The shaky first half of 2018 is officially over, with home sales and prices both edging upwards for the fifth month in a row this October, according to the Toronto Real Estate Board (TREB).
TREB reported 7,492 sales through MLS in October 2018 in the Greater Toronto Area, a 6-per-cent increase year over year. At the same time. The average property price rose 3.5 per cent to $807,340.
Less Choice for Buyers
TREB expects prices to continue to rise in the future because inventory is so low and sellers are slow to list their homes – new listings softened 2.7 per cent to just 14,431.
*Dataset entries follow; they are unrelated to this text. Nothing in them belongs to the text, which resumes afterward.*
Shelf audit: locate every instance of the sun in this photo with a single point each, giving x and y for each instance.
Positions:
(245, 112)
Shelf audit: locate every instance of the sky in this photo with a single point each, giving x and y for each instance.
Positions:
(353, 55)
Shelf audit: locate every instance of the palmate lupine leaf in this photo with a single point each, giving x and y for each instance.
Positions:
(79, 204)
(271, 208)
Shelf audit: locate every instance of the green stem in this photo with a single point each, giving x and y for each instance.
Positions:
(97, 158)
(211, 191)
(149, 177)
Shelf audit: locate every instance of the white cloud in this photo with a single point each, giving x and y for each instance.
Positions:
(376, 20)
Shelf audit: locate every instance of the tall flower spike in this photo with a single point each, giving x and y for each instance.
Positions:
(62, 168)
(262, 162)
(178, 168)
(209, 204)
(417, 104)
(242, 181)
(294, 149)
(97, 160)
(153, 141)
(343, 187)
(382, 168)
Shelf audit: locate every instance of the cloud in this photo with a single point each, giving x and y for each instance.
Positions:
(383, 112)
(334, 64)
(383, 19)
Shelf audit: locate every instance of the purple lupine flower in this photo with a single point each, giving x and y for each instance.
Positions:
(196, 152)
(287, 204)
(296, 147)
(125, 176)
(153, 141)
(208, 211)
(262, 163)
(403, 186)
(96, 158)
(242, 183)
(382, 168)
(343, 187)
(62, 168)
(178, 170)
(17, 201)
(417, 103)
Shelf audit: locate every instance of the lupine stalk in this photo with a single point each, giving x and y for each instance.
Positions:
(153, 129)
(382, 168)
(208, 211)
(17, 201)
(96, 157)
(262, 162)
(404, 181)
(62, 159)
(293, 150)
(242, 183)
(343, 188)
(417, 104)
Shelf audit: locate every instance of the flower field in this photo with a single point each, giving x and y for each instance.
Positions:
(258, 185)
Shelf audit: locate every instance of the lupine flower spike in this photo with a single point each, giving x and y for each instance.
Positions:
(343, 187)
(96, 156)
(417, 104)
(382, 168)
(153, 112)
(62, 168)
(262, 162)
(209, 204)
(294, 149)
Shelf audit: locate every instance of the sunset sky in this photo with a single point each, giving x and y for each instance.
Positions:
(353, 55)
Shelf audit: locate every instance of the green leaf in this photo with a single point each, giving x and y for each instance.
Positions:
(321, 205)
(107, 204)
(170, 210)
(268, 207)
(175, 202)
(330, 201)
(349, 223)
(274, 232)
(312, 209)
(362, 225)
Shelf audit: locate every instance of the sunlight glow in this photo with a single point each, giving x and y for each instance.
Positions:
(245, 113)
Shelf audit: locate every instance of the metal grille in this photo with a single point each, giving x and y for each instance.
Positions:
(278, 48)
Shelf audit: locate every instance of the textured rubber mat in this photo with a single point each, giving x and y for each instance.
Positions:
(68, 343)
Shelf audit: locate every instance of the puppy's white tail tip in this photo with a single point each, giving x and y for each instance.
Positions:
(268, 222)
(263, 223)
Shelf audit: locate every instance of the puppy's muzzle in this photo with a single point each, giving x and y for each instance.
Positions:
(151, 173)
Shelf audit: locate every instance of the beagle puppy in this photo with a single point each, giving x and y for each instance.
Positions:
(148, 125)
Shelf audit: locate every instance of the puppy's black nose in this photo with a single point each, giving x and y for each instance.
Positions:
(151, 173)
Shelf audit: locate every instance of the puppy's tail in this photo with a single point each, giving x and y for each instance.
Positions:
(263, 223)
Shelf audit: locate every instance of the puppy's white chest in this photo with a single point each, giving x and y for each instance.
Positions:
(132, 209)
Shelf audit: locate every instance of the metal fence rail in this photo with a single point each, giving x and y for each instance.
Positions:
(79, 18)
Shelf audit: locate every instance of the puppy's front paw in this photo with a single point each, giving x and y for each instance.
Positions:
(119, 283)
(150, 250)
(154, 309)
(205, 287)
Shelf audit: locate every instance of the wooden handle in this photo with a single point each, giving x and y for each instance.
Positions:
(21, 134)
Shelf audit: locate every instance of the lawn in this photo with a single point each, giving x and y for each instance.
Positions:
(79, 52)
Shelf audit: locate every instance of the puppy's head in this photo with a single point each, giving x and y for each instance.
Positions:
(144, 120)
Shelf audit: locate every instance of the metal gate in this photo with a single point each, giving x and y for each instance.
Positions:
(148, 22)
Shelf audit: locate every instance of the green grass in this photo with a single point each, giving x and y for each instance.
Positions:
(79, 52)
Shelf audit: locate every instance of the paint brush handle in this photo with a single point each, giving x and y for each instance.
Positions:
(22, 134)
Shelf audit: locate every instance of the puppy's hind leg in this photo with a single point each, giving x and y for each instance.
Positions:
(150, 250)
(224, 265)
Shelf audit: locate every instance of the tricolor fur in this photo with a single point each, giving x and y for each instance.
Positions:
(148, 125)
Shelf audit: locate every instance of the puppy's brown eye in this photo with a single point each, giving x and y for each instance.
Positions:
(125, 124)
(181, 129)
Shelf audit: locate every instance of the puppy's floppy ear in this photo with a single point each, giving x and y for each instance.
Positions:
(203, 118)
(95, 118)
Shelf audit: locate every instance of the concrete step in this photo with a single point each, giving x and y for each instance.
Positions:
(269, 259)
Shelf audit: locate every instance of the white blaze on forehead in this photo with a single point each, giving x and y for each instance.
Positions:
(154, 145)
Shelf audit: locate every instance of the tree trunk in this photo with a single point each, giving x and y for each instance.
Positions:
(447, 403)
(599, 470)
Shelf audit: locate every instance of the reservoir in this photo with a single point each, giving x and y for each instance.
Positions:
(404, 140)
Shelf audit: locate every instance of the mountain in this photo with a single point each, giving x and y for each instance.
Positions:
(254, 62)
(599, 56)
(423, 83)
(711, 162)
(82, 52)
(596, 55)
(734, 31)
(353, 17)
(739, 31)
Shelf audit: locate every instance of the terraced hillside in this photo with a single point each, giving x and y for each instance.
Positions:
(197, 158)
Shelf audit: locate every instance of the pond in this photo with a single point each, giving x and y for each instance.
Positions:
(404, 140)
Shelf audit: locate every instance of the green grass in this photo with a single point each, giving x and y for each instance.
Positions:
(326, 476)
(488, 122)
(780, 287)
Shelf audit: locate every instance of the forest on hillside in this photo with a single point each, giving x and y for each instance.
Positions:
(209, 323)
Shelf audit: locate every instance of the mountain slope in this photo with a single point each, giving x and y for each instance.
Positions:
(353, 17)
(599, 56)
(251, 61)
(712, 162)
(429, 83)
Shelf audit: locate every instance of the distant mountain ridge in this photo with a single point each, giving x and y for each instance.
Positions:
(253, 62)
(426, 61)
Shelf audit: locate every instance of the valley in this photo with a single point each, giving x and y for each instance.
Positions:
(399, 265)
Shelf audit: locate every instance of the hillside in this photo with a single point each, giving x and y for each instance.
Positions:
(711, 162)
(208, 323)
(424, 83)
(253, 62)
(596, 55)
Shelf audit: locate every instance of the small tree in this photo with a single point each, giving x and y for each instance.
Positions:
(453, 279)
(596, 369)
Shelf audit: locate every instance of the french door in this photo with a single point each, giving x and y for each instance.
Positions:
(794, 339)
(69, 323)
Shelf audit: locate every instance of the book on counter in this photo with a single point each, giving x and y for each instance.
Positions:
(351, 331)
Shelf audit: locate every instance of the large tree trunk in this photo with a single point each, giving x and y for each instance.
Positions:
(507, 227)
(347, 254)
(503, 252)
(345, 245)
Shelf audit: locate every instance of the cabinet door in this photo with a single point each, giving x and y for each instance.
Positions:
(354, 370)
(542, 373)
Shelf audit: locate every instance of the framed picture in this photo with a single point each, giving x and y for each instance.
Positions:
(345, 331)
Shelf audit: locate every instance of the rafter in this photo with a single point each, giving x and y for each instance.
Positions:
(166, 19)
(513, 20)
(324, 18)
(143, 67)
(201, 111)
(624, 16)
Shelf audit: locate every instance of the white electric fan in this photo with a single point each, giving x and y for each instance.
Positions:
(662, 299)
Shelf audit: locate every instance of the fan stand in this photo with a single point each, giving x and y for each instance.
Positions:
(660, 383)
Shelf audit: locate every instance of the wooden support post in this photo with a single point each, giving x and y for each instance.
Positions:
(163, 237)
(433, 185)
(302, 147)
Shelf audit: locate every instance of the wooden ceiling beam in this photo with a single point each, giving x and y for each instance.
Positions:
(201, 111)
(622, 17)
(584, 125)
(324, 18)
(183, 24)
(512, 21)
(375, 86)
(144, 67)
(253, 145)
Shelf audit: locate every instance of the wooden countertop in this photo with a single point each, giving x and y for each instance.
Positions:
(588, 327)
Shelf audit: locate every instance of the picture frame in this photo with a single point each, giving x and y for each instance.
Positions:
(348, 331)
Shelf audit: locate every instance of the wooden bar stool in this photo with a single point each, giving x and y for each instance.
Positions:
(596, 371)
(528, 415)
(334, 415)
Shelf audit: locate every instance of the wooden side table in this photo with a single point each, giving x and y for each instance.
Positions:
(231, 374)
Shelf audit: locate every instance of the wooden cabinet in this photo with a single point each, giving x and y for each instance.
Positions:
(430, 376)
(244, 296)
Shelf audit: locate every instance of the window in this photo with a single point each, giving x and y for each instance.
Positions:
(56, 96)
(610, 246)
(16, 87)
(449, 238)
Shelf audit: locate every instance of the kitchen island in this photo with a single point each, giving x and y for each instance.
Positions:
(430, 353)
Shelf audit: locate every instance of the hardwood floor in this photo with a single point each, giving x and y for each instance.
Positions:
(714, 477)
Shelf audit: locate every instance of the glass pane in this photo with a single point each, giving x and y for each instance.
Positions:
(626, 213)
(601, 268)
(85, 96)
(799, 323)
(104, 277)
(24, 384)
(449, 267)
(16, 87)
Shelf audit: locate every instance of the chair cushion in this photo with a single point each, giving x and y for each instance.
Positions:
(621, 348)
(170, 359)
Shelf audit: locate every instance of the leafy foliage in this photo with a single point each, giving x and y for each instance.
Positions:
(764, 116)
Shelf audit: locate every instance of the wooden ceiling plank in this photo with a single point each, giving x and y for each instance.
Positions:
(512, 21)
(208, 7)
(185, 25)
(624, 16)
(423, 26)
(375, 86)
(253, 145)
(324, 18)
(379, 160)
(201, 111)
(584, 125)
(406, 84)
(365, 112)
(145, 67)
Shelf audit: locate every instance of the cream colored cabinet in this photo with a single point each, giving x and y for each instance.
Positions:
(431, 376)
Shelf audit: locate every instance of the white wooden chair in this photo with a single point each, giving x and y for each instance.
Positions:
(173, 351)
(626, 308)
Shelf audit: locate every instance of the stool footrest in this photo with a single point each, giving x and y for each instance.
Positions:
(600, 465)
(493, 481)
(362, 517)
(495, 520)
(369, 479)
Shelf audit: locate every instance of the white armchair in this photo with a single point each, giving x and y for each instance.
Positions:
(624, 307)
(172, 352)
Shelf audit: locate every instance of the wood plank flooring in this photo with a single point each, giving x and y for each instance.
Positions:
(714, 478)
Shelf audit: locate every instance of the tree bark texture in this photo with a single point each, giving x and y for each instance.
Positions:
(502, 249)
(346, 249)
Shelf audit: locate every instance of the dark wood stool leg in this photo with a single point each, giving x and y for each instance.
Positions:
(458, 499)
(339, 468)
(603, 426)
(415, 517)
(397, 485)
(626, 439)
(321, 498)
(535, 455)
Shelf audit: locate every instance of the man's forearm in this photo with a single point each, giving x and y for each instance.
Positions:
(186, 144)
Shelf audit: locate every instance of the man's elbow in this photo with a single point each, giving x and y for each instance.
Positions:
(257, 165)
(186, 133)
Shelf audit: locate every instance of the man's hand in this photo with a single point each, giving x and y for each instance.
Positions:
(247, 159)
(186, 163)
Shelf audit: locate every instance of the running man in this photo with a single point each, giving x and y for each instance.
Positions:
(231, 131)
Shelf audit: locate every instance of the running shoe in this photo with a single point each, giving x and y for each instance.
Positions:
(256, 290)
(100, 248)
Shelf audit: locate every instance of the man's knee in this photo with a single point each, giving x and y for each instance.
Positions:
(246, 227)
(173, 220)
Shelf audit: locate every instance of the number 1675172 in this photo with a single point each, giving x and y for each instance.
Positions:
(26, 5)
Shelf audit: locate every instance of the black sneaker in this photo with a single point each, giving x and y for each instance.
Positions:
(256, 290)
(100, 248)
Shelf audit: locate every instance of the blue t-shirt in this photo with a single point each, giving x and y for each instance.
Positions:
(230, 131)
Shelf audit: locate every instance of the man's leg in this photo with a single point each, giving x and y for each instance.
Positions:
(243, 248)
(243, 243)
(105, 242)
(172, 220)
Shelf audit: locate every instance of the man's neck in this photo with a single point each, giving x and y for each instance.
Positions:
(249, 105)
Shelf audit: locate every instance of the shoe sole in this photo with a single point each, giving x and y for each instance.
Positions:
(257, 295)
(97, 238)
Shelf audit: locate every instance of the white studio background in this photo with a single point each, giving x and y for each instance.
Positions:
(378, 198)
“Annual sales growth has outstripped annual growth in new listings for the last five months, underpinning the fact that listings supply remains an issue in the Greater Toronto Area,” said Jason Mercer, director of market analysis for TREB. “While the OSFI stress test and higher borrowing costs have kept sales below 2016’s record pace, many households in the Greater Toronto Area remain upbeat on home ownership as a quality long-term investment.”
Slowing Demand Remains a Risk
The only thing that may deter the Toronto’s housing market’s seemingly unstoppable rise is slowing demand. A large factor behind this is shrinking mortgage affordability, as rising interest rates squeeze buyers’ budgets.
The Bank of Canada has already raised rates five times since last year, with the most recent increase in October. It’s too early to see if that has had any impact on sales, but it’s unlikely seeing as borrowing rates are still below 3.5 per cent, which low compared to the historical average. However, the Bank of Canada has indicated they will continue to raise rates in the near-future. Should interest rates rise a percentage point or more that will add hundreds of dollars of extra carrying costs to a monthly mortgage that may deter buyers from purchasing (or force sellers to list).
Tougher Mortgage Hurdles to Come
OSFI, the federal banking regulator, instituted a stress test this year for just that reason: they wanted to make sure buyers could afford carrying costs even if mortgage rates rise 2 percentage points.
At the same time, it may make it almost impossible for future prospective buyers to purchase homes for sale in Toronto if interest rates rise 2 percentage points andthey have to qualify for an extra 2 percentage points on top of that.
Still, although in theory higher interest rates should reduce demand and force prices to lower, there are many ways to get around this. Many buyers, such as foreign buyers and boomers with liquid assets , can pay cash and avoid interest rates altogether and residential buyers can avoid the stress-test by borrowing from a credit union. Therefore, even higher-carrying costs likely won’t make prices drop.
One option for buyers in this situation is to leave Toronto altogether. Head to lower-priced regions with stable economic opportunities like Hamilton, or check out Kitchener real estate.
Another option is to choose high-density property like condo units, which remain the most affordable housing option at an average of $562,523 this October.
Either way, don’t hold out for a crash in the near-future because the current data only supports an escalating market.